Happy 2013! I will not be writing about my goals, resolutions, or asking you about yours in this first post of the year. Not because I don’t think that this isn’t a worthy idea, but because I’ve already been a guest on someone else’s blog answering such questions. Let’s face it: someone beat me to the punch, and that’s okay.
What I would like to do is break down the word new. Let’s explore what my computer gave me when I asked, “Give me something different for the word, ‘new’”.
I swear to you, without any pre-conceived thought, I plucked these six words from a list of at least twenty, and believe my sub-conscious mind is talking to me. If I had to place these words in a sentence, here’s what I think my sub-conscious is saying, “Susan, you need a novel that is innovative, original, fresh, contemporary, and pristine.”

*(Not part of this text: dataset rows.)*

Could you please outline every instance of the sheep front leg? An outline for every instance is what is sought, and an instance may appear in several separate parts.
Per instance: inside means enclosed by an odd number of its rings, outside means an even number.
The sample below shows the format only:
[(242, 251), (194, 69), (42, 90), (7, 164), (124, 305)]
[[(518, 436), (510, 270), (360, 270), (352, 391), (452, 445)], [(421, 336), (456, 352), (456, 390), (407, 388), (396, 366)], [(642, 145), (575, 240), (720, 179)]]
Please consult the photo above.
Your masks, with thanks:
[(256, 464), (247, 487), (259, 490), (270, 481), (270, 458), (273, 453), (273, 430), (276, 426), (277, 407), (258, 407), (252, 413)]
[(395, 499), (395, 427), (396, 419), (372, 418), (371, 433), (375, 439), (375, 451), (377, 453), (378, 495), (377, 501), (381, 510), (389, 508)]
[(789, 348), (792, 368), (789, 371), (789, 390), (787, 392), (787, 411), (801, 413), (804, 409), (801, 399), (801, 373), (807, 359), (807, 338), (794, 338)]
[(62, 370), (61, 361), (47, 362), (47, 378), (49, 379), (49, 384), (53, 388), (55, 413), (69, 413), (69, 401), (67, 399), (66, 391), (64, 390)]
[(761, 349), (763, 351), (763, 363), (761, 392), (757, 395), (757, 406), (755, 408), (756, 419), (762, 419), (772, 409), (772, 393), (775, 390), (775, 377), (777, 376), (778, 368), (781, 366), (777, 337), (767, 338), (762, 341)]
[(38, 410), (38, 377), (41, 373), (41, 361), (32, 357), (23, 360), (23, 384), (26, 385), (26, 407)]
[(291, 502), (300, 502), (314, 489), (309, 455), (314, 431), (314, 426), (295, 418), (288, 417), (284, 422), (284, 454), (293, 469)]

You know what I really wanted to write about on this blog post, but chose against it, fearing it was too gloomy for a, Happy New Year!! post? I wanted to blog about my father’s death, how the stew of my childhood has been churned up, resulting in a bubbling over of midnight tears, awakened memories, resulting in new connected dots. I wanted to confess to you, my friends and readers, that I’ve been in the biggest writer’s slump of my life (well, to be fair, I’ve only been a writer for five years, but, you know, this is big for me), and that this death has given birth to an effortless stream of creativity.
With that, I’m taking a risk, and offering what I wanted to do: a chapter from what will probably be in my next novel. I pray that it is innovative. I know it’s original. Yes, it’s fresh. Contemporary, in that it takes place between the ’70s and now. As for pristine, well…you’ll be the judge. Enjoy…oh, and Happy New Year.
At what age are we able to see our parents as multi-dimensional people? Complete with faults, frailties, fears, poor judgment, anxieties, a history layered with unfulfilled dreams, passion, secrets, tears, joy, and everything smudgy that builds a life.
At five-years-old, my father was one giant ball of relief for me. At 5:00 pm, I would sit on our red shag-carpet, my eyes shifting back-and-forth between our cuckoo-clock and the Brady Bunch on TV, and my stomach flipping with excitement as I waited to hear my Daddy’s key fit into the front door lock.
As soon as he did, I would bolt from the floor, rush at him as though I’d not seen him for a month (perhaps a piece of me knew that every night could be the last…at least for a while), and spring into his arms, waiting for the ritualistic words I would hear every night—every night until he was gone—”How’s Daddy’s sweetheart, baby girl?” I’d breathe in the perfect mixture of pipe tobacco smoke, Aqua Velvet aftershave, and everything else masculine in my little mind. I don’t remember answering him, only being swayed back and forth, safe because Daddy was home.